I haven’t read it yet, so I can’t comment on that article, but obviously that’s an area of concern.. Hopefully Obama will eliminate all the overpayment to private Medicare plans. Right now they’re paid 14 percent more than regular Medicare. When private plans were first talked about at the end of the 80s or beginning of the 90s, the first idea was they’d save money. 95% would be paid by the government. But they’ve never saved money. It has always cost the government to have private Medicare plans. The money goes to administration, profit, and sometimes to fraud. But mostly it’s the increased administrative cost of private plans—15 to 20% versus 3% for Medicare. They have to market and decide who to take on and who to deny.]


Keith Olberman reported recently that insurers now are trying to pass a bill that would have the insured paying 35 cents for every dollar they spend on health care, whereas up till now they have been spending 20 cents. He compares that to casinos, which get less profit (New Jersey restricts casino profits to a max of 17 percent, Nevada, to 25). Is he right?
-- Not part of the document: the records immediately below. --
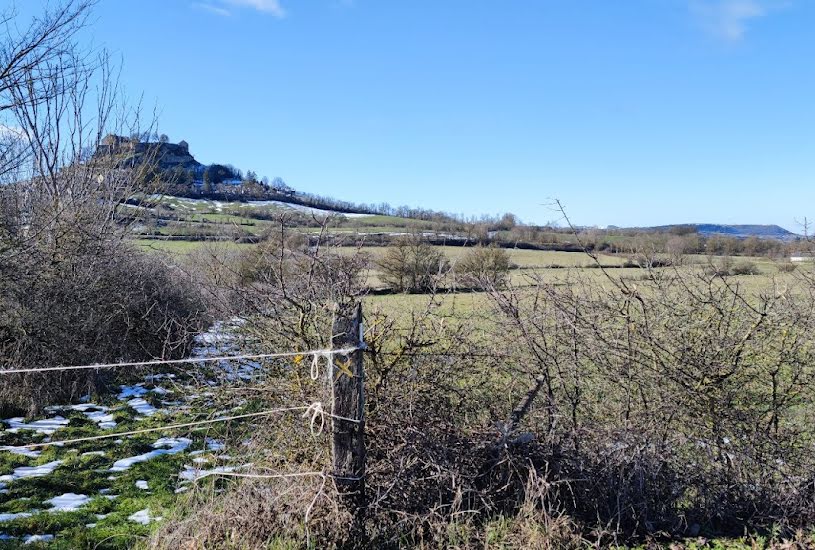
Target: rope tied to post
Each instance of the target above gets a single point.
(316, 411)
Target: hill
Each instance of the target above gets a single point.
(741, 231)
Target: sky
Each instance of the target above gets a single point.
(630, 112)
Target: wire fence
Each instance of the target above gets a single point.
(315, 414)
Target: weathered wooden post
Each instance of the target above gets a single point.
(348, 379)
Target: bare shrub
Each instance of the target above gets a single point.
(104, 303)
(412, 264)
(786, 267)
(745, 267)
(484, 267)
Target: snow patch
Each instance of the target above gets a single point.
(143, 517)
(25, 452)
(31, 539)
(9, 517)
(32, 471)
(46, 426)
(142, 407)
(174, 446)
(131, 391)
(68, 502)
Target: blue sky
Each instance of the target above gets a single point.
(632, 112)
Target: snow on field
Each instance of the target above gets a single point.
(96, 413)
(175, 445)
(9, 517)
(31, 471)
(142, 407)
(132, 391)
(31, 539)
(46, 426)
(191, 473)
(143, 517)
(24, 452)
(215, 445)
(68, 502)
(301, 208)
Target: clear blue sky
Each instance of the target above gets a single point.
(632, 112)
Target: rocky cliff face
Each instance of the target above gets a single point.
(128, 152)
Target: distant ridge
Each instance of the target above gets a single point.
(738, 231)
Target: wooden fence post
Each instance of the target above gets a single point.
(348, 446)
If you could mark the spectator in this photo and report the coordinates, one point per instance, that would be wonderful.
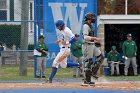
(129, 50)
(41, 60)
(114, 59)
(77, 56)
(1, 49)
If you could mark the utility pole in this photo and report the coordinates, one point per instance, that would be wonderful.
(24, 37)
This is in the book. The insurance industry runs on medical loss ratios. [see review above] They want to have a medical loss ratio of 80 percent or lower because they want to keep at least 20 percent of the premium for profit, administration, marketing, and CEO bonuses. If they can get MLR under 80 percent they’ll get even more money. If they game it really well they’ll get it down to the 70s. In H.R. 3200, there’s a little sentence that the Secretary of Health and Human Services, Kathleen Sebelius, will be charged with the task of setting MLRs for the insurance industry. And I’ll tell you, if they really try to do that it’ll be hugely fought by industry and they will lobby to have a low number. If that were set at 95% it would kill the industry tomorrow, or even 90%. If it were set at 80% they’d go home and love it. So whether the government will actually take that on—I’d love to see them set it at 95% and force them to compete, but they won’t. There are 8 or 10 things in the fine print that will be huge deals. Another is what are the minimum benefits that insurers have to provide. Because they’ll want that to be the scantiest coverage they can manage. A third thing in the fine print: they will resist at all costs any caps or limits on their premiums. But those are the kinds of things that will determine whether reform works or not. They’re not on the front pages of The New York Times.


Your book begins with a frightening graph, "Who will have health insurance in 2025?" from American Family Physician, 2005. By 2025 average health premiums will have risen to almost $90,000 while average household incomes will just be a little over $80,000. Is this more or less likely in the light of the current Congressional "debate"?


All that is tracking right along. Health insurance is taking up more and more of family income and giving back less and less. We can’t pay all of our family income on health insurance. I think we’re at the break point, or even past it, for most people. Beyond that we have huge amounts of under-insurance now, where insurance doesn’t even come close to covering the cost of health care. So just to talk about insurance cost isn’t the whole deal. The average family of four spends $16 thousand a year on health costs, which is a huge chunk of their annual income.


So what’s going to happen?


What’s happening now is the health insurance industry is dying and it is trying to get a government mandate so we taxpayers pay for their continuance and profit. It’s a bailout.



What is our greatest hope?


We need rational health policy by responsible and accountable legislators.


Let me be devil’s advocate and ask how we’re going to get such legislators when it’s legislators paid off by the industry who dominate the debate.


That’s our challenge. Do we have a democracy or do we have a corpocracy? That’s what it’s down to.




Ellen Cantarow, a Massachusetts-based writer, has written for many US publications since 1977 on topics ranging from women’s social and political issues through Israel/Palestine and the US medical system.